I'm where you are, Mark. A lot of the others aren't, but they all have been. Let it rip. Let it all go. This is the place to do it. Everyone wants you to, because they know you have to. They know you hurt,and they know that, after you get it out...every last bit of it, you and your little boy can start to pick up the pieces and build that life you should have been living all these years...together.
 
Bobby - That was stunningly beautiful and accurate. I hope the moderators excerpt it and make it a sticky on the forum. I think every new and old member needs to read that again and again. Thanks for posting it. You have a powerful way of telling all our history.
 
Wow. I'm fascinated by the fact that so many of us, including myself, were supposed to be girls or our parents wanted us to be a girl, or made some like comment. I was the 4th child after 2 boys and they wanted to even it out. So who knows what that does to us and how that effects our perspective about the abuse.

So, no wonder I struggled with sexual identity. the abuse only made matters worse. For years after I realized that I had been abused and found a therapist, I could not speak of my sexual confusion.
Why? I don't know. The desire to pretend that I still had it all together. the fear of finding out I am gay? I don't know. I am just beginning to open these parts up and it feels very late in my life. I am 45 years old. Recently, I bottomed out and I am just hitting the anger phase of recovery. I am even angry that it took so long. How much more I think? Will I reach a place of peace with this? Inside there is a part of me that wants to be a father. Yet, I wonder if that opportunity has been lost.
 
Mark,

listen to the advice these guys are giving.
Most of us never let our guard down, it is conditioned in us, as we stay silent for so long.

The endless confusion of what you have to deal with, after analysing the reality of how it all was in the past can be daunting.

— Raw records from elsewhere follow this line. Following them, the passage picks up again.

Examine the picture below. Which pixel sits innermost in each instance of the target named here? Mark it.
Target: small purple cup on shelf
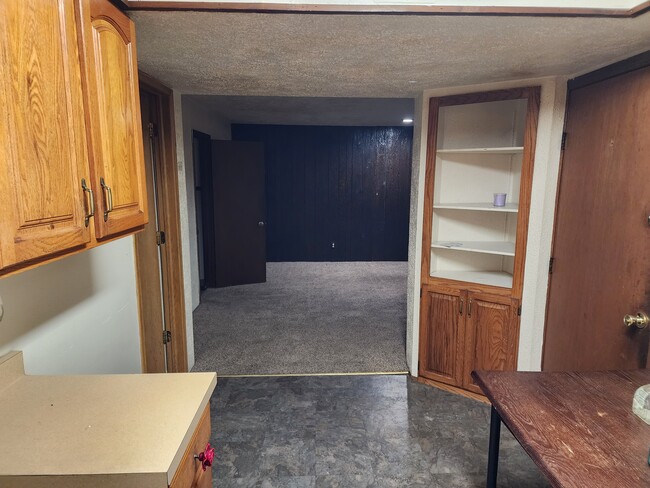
(499, 200)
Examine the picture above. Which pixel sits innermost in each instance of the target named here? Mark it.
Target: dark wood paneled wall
(335, 193)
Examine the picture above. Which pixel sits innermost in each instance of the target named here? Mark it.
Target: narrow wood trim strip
(452, 389)
(386, 9)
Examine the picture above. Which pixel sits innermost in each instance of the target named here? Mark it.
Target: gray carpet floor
(308, 318)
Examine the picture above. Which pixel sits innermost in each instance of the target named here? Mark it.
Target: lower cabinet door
(190, 473)
(492, 334)
(442, 334)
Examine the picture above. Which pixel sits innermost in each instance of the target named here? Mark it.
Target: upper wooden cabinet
(71, 120)
(42, 135)
(107, 42)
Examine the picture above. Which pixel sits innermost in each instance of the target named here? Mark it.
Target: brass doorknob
(640, 320)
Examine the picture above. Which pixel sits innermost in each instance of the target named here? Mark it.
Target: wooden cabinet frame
(530, 135)
(70, 122)
(501, 304)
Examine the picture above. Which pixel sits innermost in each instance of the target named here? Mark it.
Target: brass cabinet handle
(640, 320)
(108, 194)
(91, 201)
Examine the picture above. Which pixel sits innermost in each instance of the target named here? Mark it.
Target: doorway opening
(324, 186)
(157, 248)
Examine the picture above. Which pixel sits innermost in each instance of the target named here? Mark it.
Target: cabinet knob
(206, 457)
(91, 201)
(108, 195)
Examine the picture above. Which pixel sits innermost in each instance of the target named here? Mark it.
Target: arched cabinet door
(113, 108)
(43, 151)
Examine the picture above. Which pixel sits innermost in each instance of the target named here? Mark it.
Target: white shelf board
(501, 248)
(483, 150)
(494, 278)
(479, 206)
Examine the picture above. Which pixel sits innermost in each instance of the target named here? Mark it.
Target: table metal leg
(493, 453)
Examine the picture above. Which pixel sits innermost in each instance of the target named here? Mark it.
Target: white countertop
(97, 425)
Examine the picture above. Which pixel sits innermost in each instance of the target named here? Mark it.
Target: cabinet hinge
(167, 336)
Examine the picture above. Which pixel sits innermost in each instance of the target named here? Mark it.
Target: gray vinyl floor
(355, 432)
(307, 318)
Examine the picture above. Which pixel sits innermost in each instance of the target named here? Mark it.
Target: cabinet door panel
(491, 340)
(42, 137)
(441, 335)
(113, 100)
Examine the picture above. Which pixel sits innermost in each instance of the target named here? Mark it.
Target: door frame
(640, 61)
(169, 218)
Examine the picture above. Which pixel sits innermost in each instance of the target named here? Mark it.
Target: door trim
(169, 217)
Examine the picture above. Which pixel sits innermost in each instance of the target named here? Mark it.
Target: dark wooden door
(491, 335)
(148, 252)
(442, 334)
(239, 212)
(601, 268)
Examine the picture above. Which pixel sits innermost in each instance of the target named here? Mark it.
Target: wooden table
(577, 427)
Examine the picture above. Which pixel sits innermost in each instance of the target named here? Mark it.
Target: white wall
(190, 116)
(540, 227)
(78, 315)
(195, 117)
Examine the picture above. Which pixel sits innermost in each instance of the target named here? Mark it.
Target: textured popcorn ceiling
(249, 54)
(307, 111)
(462, 3)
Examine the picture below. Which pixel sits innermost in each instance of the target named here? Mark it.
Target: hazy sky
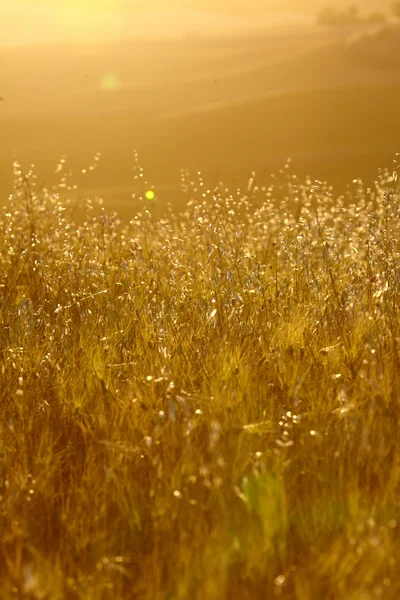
(41, 21)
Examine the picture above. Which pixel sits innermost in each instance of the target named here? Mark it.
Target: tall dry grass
(201, 405)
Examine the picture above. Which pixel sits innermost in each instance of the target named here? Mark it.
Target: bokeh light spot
(150, 195)
(110, 82)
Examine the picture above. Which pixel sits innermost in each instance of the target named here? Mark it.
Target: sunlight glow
(110, 82)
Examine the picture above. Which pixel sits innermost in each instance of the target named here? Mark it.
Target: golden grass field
(199, 391)
(201, 405)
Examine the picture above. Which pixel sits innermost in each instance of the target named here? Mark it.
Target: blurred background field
(224, 94)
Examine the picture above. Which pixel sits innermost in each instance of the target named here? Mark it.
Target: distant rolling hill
(222, 107)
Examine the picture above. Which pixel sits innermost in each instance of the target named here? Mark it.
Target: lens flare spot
(150, 195)
(110, 82)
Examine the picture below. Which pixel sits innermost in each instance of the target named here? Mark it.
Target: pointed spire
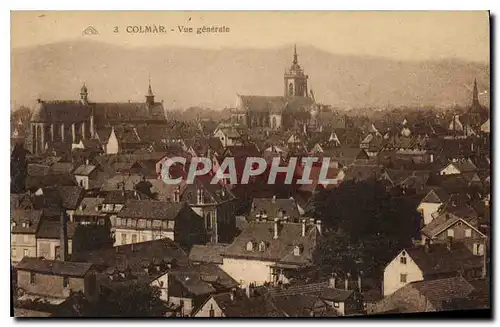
(150, 91)
(295, 61)
(475, 99)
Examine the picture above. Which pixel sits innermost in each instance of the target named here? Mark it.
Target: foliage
(364, 227)
(132, 300)
(92, 237)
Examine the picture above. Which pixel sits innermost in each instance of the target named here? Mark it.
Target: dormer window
(298, 249)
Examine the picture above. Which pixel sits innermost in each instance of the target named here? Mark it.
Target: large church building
(278, 112)
(72, 121)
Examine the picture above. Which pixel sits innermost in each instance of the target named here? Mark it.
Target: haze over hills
(185, 77)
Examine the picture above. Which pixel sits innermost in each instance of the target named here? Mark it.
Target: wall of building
(427, 209)
(48, 285)
(248, 271)
(20, 243)
(393, 271)
(47, 247)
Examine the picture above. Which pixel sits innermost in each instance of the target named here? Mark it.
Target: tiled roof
(49, 229)
(278, 250)
(84, 170)
(55, 267)
(61, 111)
(26, 221)
(438, 291)
(440, 260)
(88, 207)
(210, 253)
(274, 208)
(136, 256)
(151, 209)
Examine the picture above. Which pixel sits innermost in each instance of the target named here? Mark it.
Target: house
(265, 208)
(216, 205)
(449, 225)
(49, 236)
(189, 287)
(55, 280)
(271, 252)
(208, 253)
(144, 262)
(426, 296)
(90, 212)
(83, 174)
(337, 298)
(458, 167)
(24, 225)
(431, 203)
(144, 220)
(431, 261)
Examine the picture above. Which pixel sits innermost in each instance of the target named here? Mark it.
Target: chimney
(276, 225)
(449, 243)
(427, 245)
(318, 226)
(331, 282)
(359, 281)
(64, 236)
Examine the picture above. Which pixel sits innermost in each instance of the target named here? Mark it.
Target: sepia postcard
(258, 164)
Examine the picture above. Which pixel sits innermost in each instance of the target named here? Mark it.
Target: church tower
(84, 95)
(150, 97)
(295, 79)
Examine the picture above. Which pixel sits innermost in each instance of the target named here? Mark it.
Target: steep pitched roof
(151, 209)
(438, 291)
(441, 260)
(280, 249)
(54, 267)
(210, 253)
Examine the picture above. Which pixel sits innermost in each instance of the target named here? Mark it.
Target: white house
(429, 262)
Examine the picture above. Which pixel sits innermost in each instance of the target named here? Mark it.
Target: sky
(401, 35)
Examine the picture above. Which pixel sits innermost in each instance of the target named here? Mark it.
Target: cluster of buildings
(226, 250)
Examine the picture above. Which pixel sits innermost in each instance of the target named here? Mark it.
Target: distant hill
(185, 77)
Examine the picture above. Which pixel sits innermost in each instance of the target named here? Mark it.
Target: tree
(131, 300)
(364, 227)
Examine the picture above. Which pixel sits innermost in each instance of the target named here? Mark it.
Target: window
(451, 233)
(211, 312)
(65, 282)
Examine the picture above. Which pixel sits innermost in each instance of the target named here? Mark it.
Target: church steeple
(295, 79)
(475, 95)
(295, 60)
(150, 97)
(84, 95)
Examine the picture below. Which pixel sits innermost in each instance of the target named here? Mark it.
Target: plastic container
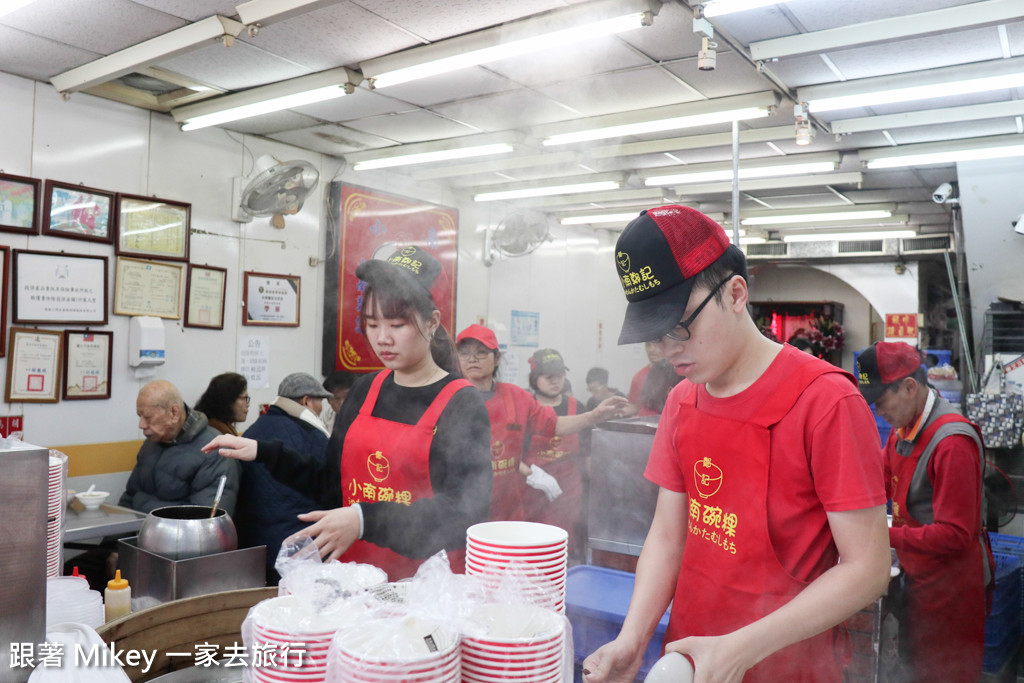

I think that, when we start to let our guard down, we can feel so vulnerable as it protected us in the past.

When we read of others who have been in the same boat, it can really freak you out.

Maybe you need a rest from here to recharge yourself. I don't know.

The thing I do know, is that we are all here if you need us, we will hold the walls up for you.

We have all been through the seemingly impossible, believe you are strong enough to get there, you always did.

Confusion, guilt, anger, frustration and everything else that goes with it should never be yours,

take care of YOU, you deserve it,

ste
 
You know, I understand where you are coming from, the loving and hating your father, my father was one of my perps, so I hate him, but at the same time society demands that we love and respect our parents, both of them. It is ok to have mixed feelings like this, it is healthy when someone, especially a family member, hurts us in anyway, no matter how miniscule or grandeous the betrayel is, it can destroy us all, and bring us to our knees with confusion as to how we feel.

Boy, building walls, you just summed me up in 2 words "building walls." I had walls made of steel around all this hell from my past, but then I had a head injury which desimated my walls, and to this day I cannot contain it all. I still build walls around myself, not letting anyone too close, etc. But when the walls crumble that is a sign we need to deal with it or else it may destroy us.

Keep going, keep fighting, you are worth the feelings, you are worth healing.